Being an IT person, I know transferring high quality images takes a lot of bandwidth (money), but I was wondering if the images we’re getting are the best quality possible?
There are some sections where it is just really hard to tell where one cell ends and another begins, and it would help immensely to have just a tiny bit more resolution to work with on those areas. I wish CSI enhance was real.
I don’t remember the resolution of the data set off the top of my head (as I recall, it’s like 15nm or so), one of the more sciency people can probably comment on that. Depending on the setting, we’ll downsample the data to help save bandwidth. Unfortunately for Eyewire, we are working with the full resolution images. We’re using JPEG compression for the images so they might be a little more grainy than the originals, but in our testing, we didn’t find that using the uncompressed images helped all that much.
We are looking at using other data sets in the future which are higher resolution. In those cases, we may present you with the downsampled images and allow you to zoom in (or CSI enhance if you prefer) in the cases where it’s ambiguous what’s going on.
One way to look at it is that you guys are making judgement calls on the bleeding edge. For the most part, the ambiguous bits are the parts that the computers fail on, and that’s why we are relying on human judgement to make the best decisions possible given the data available. Good Luck!
I assume that you’re getting a good sample size on each of the traces.
If there’s a low rate of agreement on some of the neurons, does a neuroscientist go back and make the final determination about the structure of the neuron?
If a user finds a radically different solution from the computer, is there any kind of automated checking going on to see if the solution is feasible or no?
Sorry, I’m full of questions – this application of crowdsourcing is really interesting!
No worries! Currently, were sampling about 5 people per task, though sometimes more. We don’t really have a sophisticated process of review, but we’re working on it.
In terms of differences between the humans and the computer, it’s not exactly as straightforward as all that. Basically what the computer generates is a great big map of the whole volume with probabilities that each pixel is connected to the pixel next to it. We do what’s called watersheding in order to create the chunks that you guys are working with. What that leaves us with is a probability that each chunk is connected to each of the adjacent chunks.

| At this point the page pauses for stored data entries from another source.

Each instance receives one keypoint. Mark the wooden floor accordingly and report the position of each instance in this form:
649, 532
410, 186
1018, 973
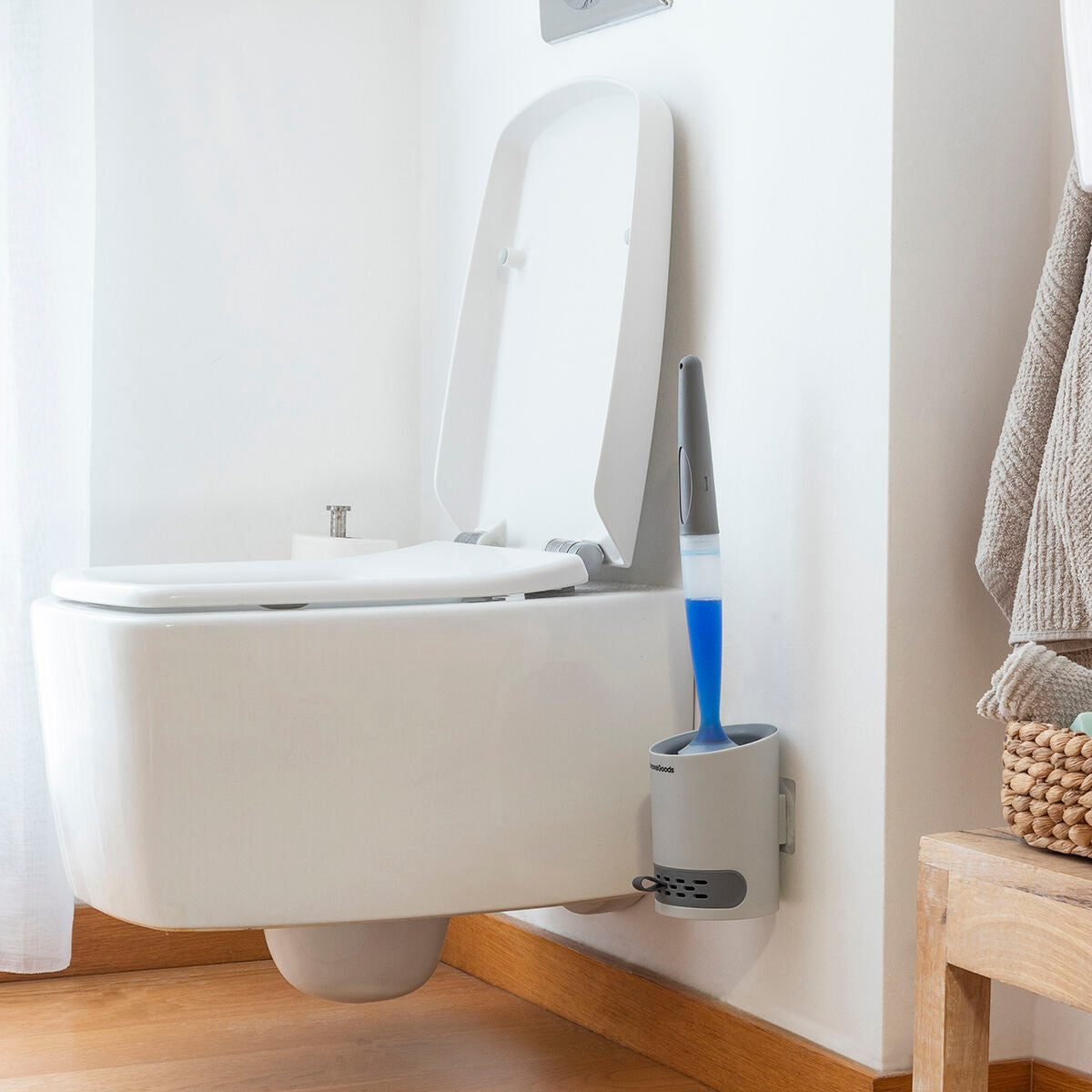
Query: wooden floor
240, 1026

Now if we want, we can threshold that graph of connections between chunks at a certain probability. That would leave us with the “computer’s choices” as compared with a given human’s choices. The big problem is choosing that threshold. If we choose something too low, then the computer will make lots of merging mistakes until eventually it merges the whole volume into one big blob. If we set the threshold too high, the computer will make splitting mistakes, where it doesn’t join things that should be (the way it looks right now). In the middle, you get mistakes of both types.
For Eyewire, we decide to set the threshold pretty conservatively. The point being that it’s easier for people to fix splitting mistakes than merging mistakes. You may run into a few mergers in the tasks, but they should be few and far between. If you do, abort the task and say that you found a merger.